|
|
-
Using space as field separator fails. How do I fix this?
Bjørn Remseth 2011-04-04, 09:50
Hi guys
I'm having a problem: I'm reading a file where fields are terminated by space (' ', ascii 32) into a table. I'm not making these files so I can't easily change this use of ' ' as field separator.
DROP TABLE logdata;
CREATE EXTERNAL TABLE logdata( xxx STRING, yyy STRING, ... z_t) ROW FORMAT DELIMITED FIELDS TERMINATED BY ' ' STORED AS TEXTFILE;
LOAD DATA LOCAL INPATH '/somewhere/over/the/rainbow.dta' OVERWRITE INTO TABLE logdata; This fails: All the data is read into the first field (xxx). If I change the field separator to something else, e.g. "," things work normally and I get to read the fields into their proper places in the record, but then I have to edit the datafiles first and I don't really want to do that.

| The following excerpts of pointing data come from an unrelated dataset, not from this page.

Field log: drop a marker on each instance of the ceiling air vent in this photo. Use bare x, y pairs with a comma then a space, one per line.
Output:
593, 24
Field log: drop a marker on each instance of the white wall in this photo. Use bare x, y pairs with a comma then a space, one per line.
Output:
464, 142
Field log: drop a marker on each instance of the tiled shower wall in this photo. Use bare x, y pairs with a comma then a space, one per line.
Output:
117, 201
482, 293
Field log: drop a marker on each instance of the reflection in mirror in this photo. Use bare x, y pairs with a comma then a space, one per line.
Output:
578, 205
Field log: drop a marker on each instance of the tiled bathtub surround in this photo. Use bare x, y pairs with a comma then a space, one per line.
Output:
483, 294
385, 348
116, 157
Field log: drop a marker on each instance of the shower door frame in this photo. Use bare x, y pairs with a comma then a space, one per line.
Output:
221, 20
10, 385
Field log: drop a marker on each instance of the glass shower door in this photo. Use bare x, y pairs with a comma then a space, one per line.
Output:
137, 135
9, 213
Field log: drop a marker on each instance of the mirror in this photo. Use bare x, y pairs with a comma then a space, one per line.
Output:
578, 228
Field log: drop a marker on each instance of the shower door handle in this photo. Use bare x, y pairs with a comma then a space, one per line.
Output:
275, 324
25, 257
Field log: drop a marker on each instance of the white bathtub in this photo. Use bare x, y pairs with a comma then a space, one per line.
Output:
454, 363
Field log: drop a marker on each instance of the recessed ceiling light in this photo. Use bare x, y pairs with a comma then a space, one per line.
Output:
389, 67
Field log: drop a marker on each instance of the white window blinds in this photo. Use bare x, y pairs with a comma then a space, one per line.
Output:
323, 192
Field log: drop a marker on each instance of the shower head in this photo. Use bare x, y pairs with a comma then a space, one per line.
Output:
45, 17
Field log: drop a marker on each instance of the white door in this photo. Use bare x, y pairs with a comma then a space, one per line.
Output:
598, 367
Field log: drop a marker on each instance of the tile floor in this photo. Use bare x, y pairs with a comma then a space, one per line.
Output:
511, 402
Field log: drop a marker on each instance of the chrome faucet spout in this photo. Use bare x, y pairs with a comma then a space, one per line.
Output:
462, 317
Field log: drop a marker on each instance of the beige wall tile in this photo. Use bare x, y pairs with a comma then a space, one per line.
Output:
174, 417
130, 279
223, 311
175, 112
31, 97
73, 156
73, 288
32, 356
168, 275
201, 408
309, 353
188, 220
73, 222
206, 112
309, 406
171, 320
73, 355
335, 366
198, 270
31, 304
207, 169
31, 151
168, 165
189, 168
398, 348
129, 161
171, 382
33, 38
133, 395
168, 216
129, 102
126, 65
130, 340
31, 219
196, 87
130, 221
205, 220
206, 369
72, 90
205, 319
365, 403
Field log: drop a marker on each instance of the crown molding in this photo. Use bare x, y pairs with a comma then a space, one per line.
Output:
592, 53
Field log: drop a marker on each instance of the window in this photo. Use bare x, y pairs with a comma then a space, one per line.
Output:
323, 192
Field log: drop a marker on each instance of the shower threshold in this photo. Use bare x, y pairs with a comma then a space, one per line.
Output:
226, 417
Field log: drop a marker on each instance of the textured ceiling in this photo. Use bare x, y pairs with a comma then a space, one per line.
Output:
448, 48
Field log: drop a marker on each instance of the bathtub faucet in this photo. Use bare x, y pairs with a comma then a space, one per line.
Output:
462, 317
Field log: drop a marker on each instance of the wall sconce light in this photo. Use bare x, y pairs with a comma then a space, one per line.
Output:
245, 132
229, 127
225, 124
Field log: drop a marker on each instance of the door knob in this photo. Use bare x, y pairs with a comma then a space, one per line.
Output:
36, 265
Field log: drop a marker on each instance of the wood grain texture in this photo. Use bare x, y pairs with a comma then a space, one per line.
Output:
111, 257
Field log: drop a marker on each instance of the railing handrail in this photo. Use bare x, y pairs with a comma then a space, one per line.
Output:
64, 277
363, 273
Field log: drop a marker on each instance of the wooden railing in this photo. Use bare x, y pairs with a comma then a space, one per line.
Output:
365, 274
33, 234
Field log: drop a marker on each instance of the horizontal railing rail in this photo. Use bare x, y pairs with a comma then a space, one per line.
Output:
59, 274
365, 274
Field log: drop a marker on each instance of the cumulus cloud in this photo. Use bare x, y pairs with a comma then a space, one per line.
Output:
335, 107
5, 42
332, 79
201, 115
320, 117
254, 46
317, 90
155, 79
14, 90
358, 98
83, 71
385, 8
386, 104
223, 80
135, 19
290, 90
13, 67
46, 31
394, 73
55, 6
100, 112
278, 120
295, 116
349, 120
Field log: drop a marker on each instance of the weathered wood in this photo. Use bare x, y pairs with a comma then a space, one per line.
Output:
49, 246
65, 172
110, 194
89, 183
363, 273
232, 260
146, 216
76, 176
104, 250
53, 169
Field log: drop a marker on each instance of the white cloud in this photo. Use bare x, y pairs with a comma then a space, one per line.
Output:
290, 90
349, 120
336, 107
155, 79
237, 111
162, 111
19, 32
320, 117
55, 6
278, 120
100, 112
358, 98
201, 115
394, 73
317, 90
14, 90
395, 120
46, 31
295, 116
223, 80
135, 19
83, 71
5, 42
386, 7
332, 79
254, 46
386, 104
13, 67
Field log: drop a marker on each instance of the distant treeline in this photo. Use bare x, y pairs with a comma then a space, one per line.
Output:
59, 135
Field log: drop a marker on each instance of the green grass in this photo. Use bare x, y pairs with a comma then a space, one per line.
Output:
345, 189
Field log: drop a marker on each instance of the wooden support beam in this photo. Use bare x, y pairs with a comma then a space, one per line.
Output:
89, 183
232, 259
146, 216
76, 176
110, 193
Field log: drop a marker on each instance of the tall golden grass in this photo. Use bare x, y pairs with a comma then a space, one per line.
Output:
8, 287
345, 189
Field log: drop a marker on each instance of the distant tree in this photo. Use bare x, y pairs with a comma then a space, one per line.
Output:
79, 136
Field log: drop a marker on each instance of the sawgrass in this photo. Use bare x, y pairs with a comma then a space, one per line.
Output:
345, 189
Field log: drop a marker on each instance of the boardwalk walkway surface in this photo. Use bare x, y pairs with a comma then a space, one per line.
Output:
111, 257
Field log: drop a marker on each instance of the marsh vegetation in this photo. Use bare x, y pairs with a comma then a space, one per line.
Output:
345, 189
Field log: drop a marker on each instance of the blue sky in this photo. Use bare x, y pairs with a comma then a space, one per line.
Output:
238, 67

Do you know how I can most easily read my logfiles?
Bjørn
--
(Rmz)
-
Re: Using space as field separator fails. How do I fix this?

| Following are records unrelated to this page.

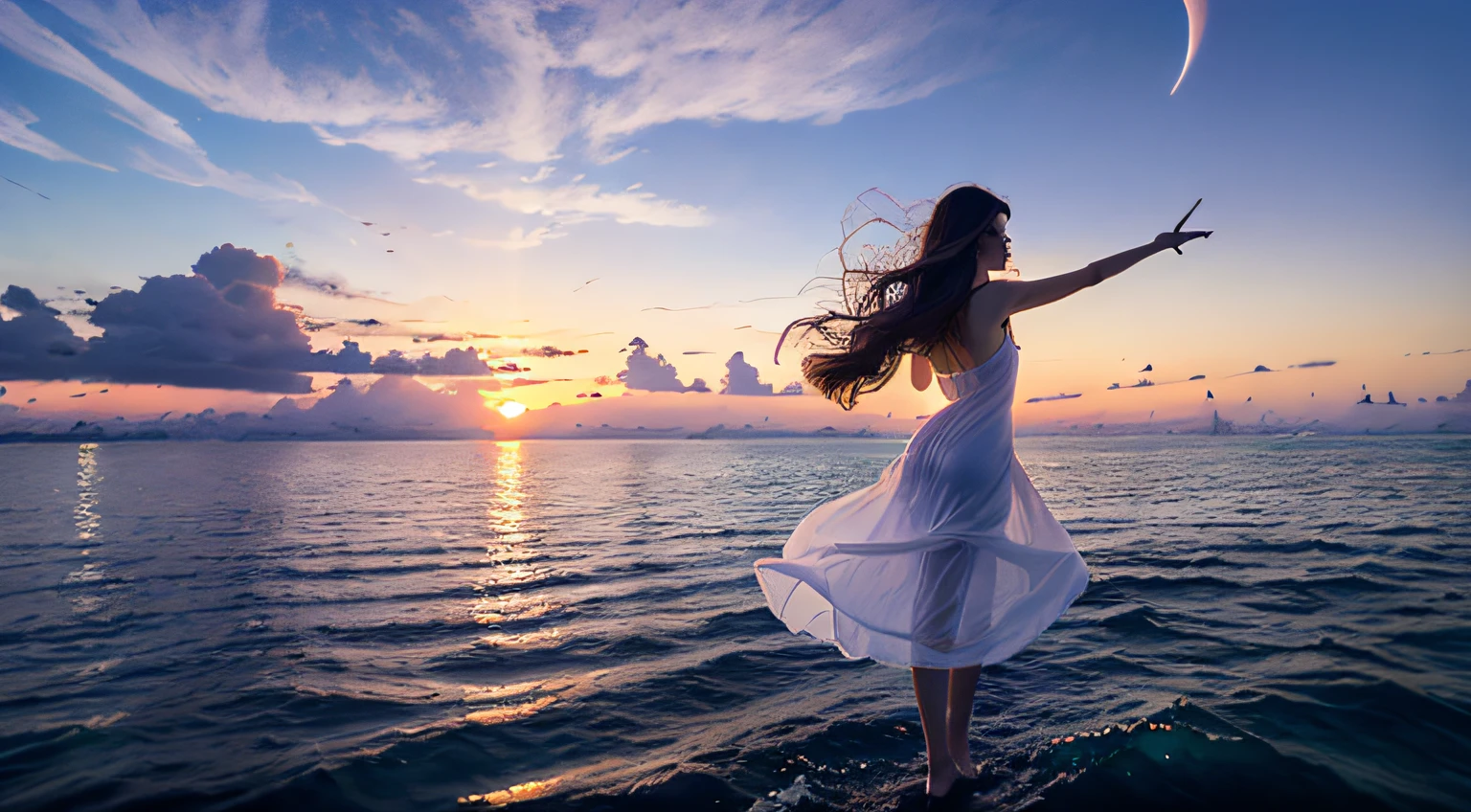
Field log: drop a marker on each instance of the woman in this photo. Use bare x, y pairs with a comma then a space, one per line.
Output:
951, 561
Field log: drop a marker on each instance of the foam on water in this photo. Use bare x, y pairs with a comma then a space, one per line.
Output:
576, 624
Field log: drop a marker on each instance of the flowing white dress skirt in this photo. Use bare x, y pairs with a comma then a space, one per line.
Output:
951, 559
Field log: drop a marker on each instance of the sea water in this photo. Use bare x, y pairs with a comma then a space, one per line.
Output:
1271, 622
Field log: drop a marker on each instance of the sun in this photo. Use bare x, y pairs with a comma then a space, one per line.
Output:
510, 409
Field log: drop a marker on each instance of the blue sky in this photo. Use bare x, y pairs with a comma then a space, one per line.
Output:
1322, 137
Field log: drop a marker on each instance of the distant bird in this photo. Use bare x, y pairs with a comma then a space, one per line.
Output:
22, 186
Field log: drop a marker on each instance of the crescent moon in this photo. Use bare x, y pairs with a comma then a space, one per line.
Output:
1195, 9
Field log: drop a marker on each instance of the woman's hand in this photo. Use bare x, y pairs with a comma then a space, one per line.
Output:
1176, 238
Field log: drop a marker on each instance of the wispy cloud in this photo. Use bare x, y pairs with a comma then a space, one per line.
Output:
518, 238
15, 129
579, 199
523, 79
187, 162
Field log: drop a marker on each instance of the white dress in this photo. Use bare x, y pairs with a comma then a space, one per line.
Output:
951, 559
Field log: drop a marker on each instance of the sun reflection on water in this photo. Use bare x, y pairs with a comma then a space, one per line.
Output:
508, 603
87, 520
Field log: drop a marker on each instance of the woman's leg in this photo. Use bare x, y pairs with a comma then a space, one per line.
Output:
932, 688
958, 719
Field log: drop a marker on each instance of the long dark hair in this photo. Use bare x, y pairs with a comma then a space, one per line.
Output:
908, 309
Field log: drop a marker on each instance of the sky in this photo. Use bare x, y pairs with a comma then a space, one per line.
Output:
567, 177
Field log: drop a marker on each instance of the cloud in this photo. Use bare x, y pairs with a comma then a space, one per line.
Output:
186, 164
219, 327
741, 378
15, 129
516, 238
523, 79
578, 202
653, 372
327, 285
546, 351
543, 172
453, 362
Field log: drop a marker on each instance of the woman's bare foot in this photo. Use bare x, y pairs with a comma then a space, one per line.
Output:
940, 781
961, 756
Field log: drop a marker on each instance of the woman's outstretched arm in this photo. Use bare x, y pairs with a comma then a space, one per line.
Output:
1034, 293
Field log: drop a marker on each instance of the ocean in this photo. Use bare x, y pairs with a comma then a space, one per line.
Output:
1271, 624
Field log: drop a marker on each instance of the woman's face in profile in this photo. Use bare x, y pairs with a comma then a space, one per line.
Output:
993, 247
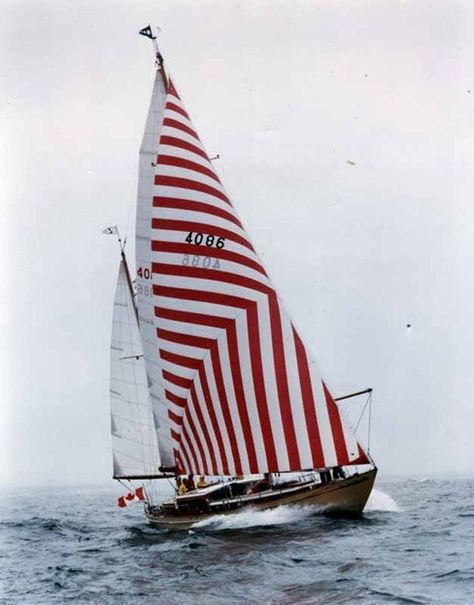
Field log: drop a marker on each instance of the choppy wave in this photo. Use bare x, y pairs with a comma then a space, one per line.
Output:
381, 502
80, 548
279, 515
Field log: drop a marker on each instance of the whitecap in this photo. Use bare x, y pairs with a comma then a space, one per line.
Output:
380, 501
250, 518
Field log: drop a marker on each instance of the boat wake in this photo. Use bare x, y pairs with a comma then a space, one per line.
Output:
381, 502
251, 518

Bjørn Remseth 2011-04-04, 09:52
This is in Hive 0.7.0 I forgot to tell.
2011/4/4 Bjørn Remseth <[EMAIL PROTECTED]>
> > Hi guys > > I'm having a problem: I'm reading a file where fields are terminated > by space (' ', ascii 32) into a table. I'm not making these files > so I can't easily change this use of ' ' as field separator. > >
--
(Rmz)
-
Re: Using space as field separator fails. How do I fix this?

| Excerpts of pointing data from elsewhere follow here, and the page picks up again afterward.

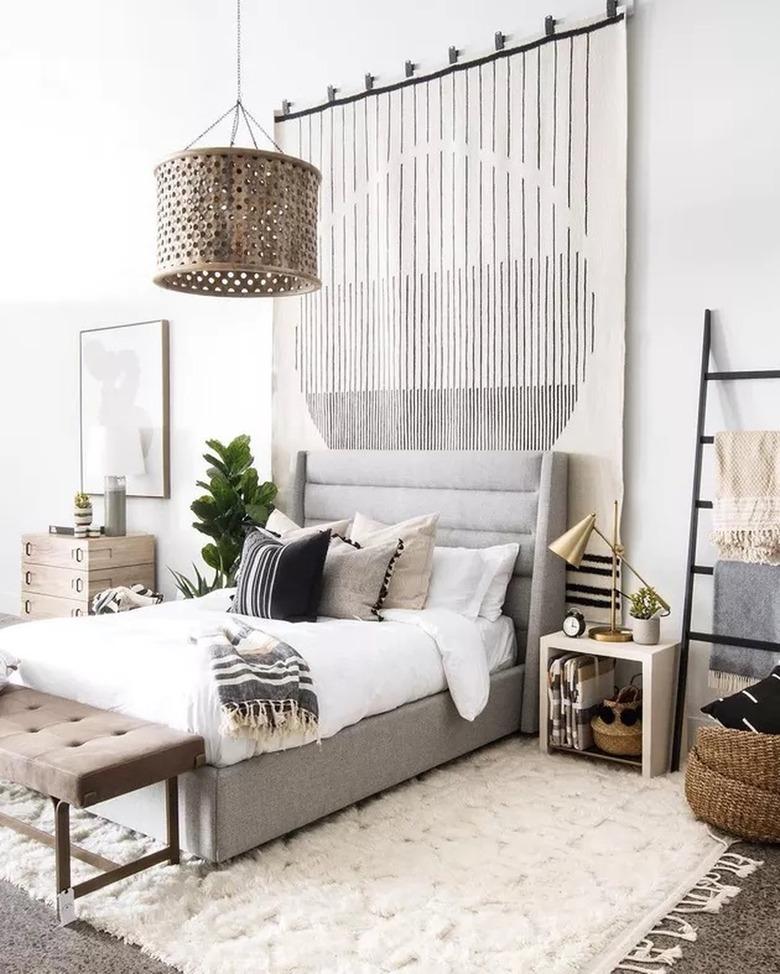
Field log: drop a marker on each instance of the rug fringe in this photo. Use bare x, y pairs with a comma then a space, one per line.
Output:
709, 895
729, 682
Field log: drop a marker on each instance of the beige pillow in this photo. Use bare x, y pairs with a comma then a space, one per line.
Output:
288, 530
409, 585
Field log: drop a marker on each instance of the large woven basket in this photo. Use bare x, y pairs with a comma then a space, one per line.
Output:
733, 782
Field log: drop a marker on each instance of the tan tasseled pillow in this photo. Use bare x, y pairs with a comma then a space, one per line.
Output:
409, 585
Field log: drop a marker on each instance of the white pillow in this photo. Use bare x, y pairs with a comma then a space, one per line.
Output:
459, 581
500, 562
411, 575
288, 530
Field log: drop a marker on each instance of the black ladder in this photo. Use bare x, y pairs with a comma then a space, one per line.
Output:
697, 504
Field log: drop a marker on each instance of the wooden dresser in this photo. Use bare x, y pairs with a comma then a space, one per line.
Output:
61, 574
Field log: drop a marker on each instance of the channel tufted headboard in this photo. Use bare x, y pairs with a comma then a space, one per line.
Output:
483, 498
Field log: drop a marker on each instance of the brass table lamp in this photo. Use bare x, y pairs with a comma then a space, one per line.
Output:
571, 547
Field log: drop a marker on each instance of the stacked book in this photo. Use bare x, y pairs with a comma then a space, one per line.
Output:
577, 685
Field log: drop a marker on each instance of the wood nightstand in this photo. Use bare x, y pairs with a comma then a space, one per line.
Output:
659, 670
61, 574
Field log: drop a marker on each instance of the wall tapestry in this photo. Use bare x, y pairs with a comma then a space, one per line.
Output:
124, 407
472, 253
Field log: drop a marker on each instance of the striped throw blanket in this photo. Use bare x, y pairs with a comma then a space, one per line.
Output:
265, 687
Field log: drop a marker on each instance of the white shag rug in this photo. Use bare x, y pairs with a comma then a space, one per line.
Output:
504, 861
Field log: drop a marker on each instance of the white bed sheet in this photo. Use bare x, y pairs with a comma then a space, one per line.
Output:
144, 663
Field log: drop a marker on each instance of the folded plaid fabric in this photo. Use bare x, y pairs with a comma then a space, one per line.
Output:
555, 694
122, 599
593, 679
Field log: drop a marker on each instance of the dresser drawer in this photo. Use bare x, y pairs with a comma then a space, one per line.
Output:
48, 607
86, 554
67, 584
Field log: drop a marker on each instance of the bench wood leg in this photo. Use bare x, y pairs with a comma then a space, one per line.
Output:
66, 905
66, 892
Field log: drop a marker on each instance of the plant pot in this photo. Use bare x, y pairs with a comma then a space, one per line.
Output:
646, 631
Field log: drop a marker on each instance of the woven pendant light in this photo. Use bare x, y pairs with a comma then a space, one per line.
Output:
237, 222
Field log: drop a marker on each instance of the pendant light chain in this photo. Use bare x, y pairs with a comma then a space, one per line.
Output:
238, 109
237, 221
237, 114
238, 52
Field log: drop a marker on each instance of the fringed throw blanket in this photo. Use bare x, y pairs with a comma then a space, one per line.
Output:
265, 687
746, 512
746, 603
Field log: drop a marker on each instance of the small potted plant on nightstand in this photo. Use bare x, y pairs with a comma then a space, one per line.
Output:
645, 609
82, 514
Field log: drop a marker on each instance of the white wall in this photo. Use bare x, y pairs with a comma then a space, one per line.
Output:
93, 94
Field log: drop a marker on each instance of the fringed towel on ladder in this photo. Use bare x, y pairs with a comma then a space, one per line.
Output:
746, 603
746, 531
746, 512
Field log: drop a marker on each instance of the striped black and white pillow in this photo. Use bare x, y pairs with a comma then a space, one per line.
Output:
281, 580
755, 709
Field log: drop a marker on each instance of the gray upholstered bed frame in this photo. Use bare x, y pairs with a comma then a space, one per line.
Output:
483, 499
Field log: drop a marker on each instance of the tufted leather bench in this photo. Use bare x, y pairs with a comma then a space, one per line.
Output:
80, 755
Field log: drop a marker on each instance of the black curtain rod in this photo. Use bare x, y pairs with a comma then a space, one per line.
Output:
286, 114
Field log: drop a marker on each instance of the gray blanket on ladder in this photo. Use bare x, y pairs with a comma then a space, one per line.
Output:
747, 604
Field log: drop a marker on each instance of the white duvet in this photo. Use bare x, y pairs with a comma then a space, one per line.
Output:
144, 664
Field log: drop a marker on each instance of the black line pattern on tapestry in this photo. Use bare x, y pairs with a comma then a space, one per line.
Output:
487, 345
588, 591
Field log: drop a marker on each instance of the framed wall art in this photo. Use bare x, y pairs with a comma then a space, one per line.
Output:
124, 407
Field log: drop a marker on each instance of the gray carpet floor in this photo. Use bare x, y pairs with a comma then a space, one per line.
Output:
31, 942
743, 938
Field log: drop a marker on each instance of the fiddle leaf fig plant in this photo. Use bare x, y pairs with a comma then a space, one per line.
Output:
644, 603
233, 502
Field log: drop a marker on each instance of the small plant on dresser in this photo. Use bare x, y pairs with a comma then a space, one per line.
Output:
645, 609
82, 514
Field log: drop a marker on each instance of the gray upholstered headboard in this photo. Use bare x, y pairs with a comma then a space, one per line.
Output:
483, 498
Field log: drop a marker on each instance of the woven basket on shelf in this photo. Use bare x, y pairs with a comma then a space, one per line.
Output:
617, 738
737, 807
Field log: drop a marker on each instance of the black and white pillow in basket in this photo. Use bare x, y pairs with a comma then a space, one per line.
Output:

Harsh Chouraria 2011-04-04, 10:21
Hello Bjørn, 2011/4/4 Bjørn Remseth <[EMAIL PROTECTED]>: > Hi guys > > I'm having a problem: I'm reading a file where fields are terminated > by space (' ', ascii 32) into a table. I'm not making these files > so I can't easily change this use of ' ' as field separator. As documented at http://wiki.apache.org/hadoop/Hive/LanguageManual/DDL, you may use the octal number for the character as your field terminator. The following should work, hence: CREATE EXTERNAL TABLE logdata( xxx STRING, yyy STRING, ... z_t) ROW FORMAT DELIMITED FIELDS TERMINATED BY '\040' STORED AS TEXTFILE; -- Harsh J Support Engineer, Cloudera
-
Re: Using space as field separator fails. How do I fix this?
Harsh Chouraria 2011-04-04, 10:29
Also, please use [EMAIL PROTECTED] for further Hive queries. Hive mailing lists info: http://hive.apache.org/mailing_lists.html#UsersThis ML is for the user discussion of Hadoop's common components. Thank you. 2011/4/4 Bjørn Remseth <[EMAIL PROTECTED]>: > This is in Hive 0.7.0 I forgot to tell. -- Harsh J Support Engineer, Cloudera
-
Re: Using space as field separator fails. How do I fix this?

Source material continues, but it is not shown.